And yet Alex was denied the ability to say words in his defence during his trial. "words" like "I'm innocent".

Citizens respect the outcomes of trials not because they follow a some set procedure, but because they think justice happened.

In major political case, in which a a populist talk show host, questioned the official narrative around an event. The state would not allow him to have his say, to raise constitutional issues. While the prosecution spent days talking about things he wasn't allowed to, and opened the trial by telling the jury this is their opportunity to take away Alex's megaphone, to silence him forever.

Alex might need to leave America, like Snowden, and continue his talk show abroad. Will the freest country in the world confiscate his passport to prevent that from happening.

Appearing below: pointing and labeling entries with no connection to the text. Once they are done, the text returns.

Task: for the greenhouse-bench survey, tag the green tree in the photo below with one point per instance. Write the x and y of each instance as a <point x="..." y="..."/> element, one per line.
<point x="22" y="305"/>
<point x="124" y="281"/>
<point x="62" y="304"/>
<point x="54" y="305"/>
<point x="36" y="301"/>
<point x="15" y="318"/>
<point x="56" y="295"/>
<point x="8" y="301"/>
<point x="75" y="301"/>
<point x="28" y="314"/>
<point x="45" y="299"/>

This is a battle for public opinion. You might think you won this, but you haven't really.


>>Citizens respect the outcomes of trials not because they follow a some set procedure, but because they think justice happened.

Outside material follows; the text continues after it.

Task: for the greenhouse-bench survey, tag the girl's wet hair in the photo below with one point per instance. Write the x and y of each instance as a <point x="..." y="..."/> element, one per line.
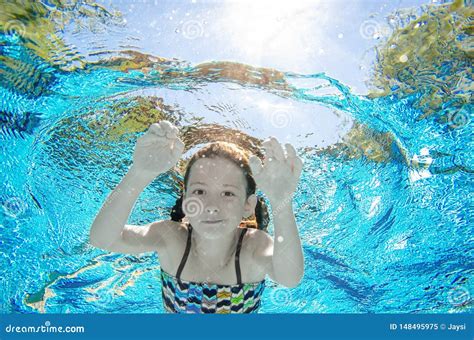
<point x="239" y="157"/>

I'm following this discussion as it's educational, but fwiw, dear God no. I trust trials, inasmuch as I do, because I believe they follow a known, afore-indicated and public procedure, which is the only remotely meaningfilul thing that can try to provide equality of treatment and a sane outcome.


> The state would not allow him to have his say, to raise constitutional issues

I could just quote thwayunion's comments on not being allowed to re-litigate issues that were already decided on in an attempt to derail the damages phase of the trial, but Jones already attempted to argue that what he was doing was protected speech. (In fact, I wasn't even going to respond until I remembered his TCPA motions where he tried just that.)

In De La Rosa v. Alex Jones et al, (D-1-GN-18-001842, 345th District Court of Travis County, Texas), Infowars filed an anti-SLAPP motion, which is implemented in Texas under the Texas Citizens Participation Act (TCPA). From [0]:

> "The [TCPA] protects citizens who petition or speak on matters of public concern from retaliatory lawsuits that seek to intimidate or silence them." In re Lipsky, 460 S.W.3d 579, 584 (Tex. 2015) (orig. proceeding). The protection comes in the form of a motion to dismiss a suit that would stifle the defendants' exercise of those rights.

In the anti-SLAPP motion, Jones' attorneys argued the case on its merits - that is, at this point in the trial, they weren't attempting to delay and obstruct by any means necessary, they were actually cooperating with the court.

And yet, despite actually working with the court, their motion was denied, meaning the lawsuit was not dismissed for infringing upon Jones' first amendment rights. And this is extremely notable since the TCPA is one of the most aggressive anti-SLAPP statues in the country - that is, if you lose an anti-SLAPP motion in Texas, your speech is so insanely out of line that basically no court would consider it to be defensible under the first amendment. Again, from [0]:

> CONCLUSION

> Having determined that the parents established a prima facie case for defamation per se that was not subject to the defense raised by Appellants, we affirm the district court's order denying Appellants' motion to dismiss.

His other anti-SLAPP motions also failed.

In summary, Jones already tried the first amendment defense, and lost. Therefore, even if he cooperated and wasn't defaulted on, he would still be barred from presenting a free speech defense during the damages hearing, because the court had already decided that his speech was not protected by the first amendment.